A Frosty Deal?

Graphic by Carl Goodwin

Reading news articles on the will-they-won’t-they post-Brexit trade negotiations with the EU sees days of optimism jarred by days of gloom. Do negative news articles, when one wants a positive outcome, leave a deeper impression?

I wondered if I could get a more objective view from quantitative analysis of textual data. To do this, I’m going to look at hundreds of articles published in the Guardian newspaper over the course of the year to see how trade-talk sentiment has changed week-to-week.

library(tidyverse)
library(rebus)
library(wesanderson)
library(kableExtra)
library(lubridate)
library(GuardianR)
library(quanteda)
library(scales)
library(tictoc)
library(patchwork)
library(text2vec)
library(topicmodels)
library(zoo)
library(glue)
theme_set(theme_bw())

cols <- wes_palette(name = "Chevalier1")

The Withdrawal Agreement between the UK and the European Union was signed on the 24th of January 2020. I’ll import Brexit-related newspaper articles from that date.

The Guardian newspaper asks for requests to span no more than 1 month at a time. So I’ll first create a set of monthly date ranges.

dates_df <- tibble(start_date = seq(ymd("2020-01-24"), today(), by = "1 month")) %>%
  mutate(end_date = start_date + months(1) - 1)

dates_df %>%
  kbl() %>% 
  kable_material()
start_date end_date
2020-01-24 2020-02-23
2020-02-24 2020-03-23
2020-03-24 2020-04-23
2020-04-24 2020-05-23
2020-05-24 2020-06-23
2020-06-24 2020-07-23
2020-07-24 2020-08-23
2020-08-24 2020-09-23
2020-09-24 2020-10-23
2020-10-24 2020-11-23

I’ll import the newspaper articles in monthly chunks.
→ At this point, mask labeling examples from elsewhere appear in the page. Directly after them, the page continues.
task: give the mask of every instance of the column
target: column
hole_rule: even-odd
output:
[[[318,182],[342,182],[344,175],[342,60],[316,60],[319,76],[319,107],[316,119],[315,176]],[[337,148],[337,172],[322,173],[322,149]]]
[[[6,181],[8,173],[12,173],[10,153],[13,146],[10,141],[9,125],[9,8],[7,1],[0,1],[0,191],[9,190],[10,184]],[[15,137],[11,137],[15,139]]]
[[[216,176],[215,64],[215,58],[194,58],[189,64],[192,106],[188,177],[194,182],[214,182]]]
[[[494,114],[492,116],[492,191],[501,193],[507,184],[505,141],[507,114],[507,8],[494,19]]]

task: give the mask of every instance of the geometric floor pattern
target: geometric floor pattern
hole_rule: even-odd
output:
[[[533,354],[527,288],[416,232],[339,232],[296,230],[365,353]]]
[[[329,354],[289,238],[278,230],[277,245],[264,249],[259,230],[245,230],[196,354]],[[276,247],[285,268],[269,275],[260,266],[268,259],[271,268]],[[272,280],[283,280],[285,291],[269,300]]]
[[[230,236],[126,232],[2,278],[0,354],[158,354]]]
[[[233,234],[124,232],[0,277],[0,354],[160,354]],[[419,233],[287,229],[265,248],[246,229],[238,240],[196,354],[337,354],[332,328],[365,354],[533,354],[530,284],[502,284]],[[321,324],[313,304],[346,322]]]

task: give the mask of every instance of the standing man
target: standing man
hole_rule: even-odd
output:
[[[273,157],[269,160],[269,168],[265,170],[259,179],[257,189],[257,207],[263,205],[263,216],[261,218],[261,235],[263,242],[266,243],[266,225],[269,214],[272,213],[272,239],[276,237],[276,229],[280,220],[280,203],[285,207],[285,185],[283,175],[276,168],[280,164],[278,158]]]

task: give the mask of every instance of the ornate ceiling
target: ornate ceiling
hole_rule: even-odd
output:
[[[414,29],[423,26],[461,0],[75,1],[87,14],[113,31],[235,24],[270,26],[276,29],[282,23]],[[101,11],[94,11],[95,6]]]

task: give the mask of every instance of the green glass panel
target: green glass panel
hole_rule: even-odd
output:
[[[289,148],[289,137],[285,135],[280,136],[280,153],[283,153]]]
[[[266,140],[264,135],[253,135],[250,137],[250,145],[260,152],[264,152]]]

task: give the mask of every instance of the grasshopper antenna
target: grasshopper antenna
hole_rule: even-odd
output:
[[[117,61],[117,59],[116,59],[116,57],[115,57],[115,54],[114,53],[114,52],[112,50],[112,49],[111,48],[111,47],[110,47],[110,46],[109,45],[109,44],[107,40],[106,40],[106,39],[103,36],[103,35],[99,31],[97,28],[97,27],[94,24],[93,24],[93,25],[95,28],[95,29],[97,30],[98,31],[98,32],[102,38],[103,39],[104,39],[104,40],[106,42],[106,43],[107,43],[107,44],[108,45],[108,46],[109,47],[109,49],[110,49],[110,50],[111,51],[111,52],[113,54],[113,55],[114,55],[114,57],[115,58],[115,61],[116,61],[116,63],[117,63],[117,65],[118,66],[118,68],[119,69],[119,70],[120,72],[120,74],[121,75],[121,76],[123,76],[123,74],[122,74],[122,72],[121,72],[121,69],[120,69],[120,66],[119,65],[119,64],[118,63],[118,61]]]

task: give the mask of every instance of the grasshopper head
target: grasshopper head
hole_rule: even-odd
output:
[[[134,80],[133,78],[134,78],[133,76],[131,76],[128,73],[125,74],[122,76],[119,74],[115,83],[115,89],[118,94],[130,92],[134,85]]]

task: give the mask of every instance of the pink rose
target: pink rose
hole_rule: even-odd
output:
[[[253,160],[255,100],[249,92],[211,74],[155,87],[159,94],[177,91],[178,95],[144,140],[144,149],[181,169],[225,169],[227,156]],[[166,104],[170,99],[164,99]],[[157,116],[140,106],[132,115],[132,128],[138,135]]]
Note, access to the Guardian’s API requires a key which may be requested here.

tic()

article_df <-
  dates_df %>%
  pmap_dfr(., function(start_date, end_date) {
    Sys.sleep(1)
    get_guardian(
      "brexit",
      from.date = start_date,
      to.date = end_date,
      api.key = key
    )
  })

toc()

The data need a little cleaning, for example, to remove multi-topic articles, html tags and non-breaking spaces.

trade_df <-
  article_df %>%
  filter(!str_detect(id, "/live/"), sectionId %in% c("world", "politics", "business")) %>% 
  mutate(
    body = str_remove_all(body, "<.*?>") %>% str_to_lower(),
    body = str_remove_all(body, "[^a-z0-9 .-]"),
    body = str_remove_all(body, "nbsp")
  )

A corpus then gives me a collection of texts whereby each document is a newspaper article.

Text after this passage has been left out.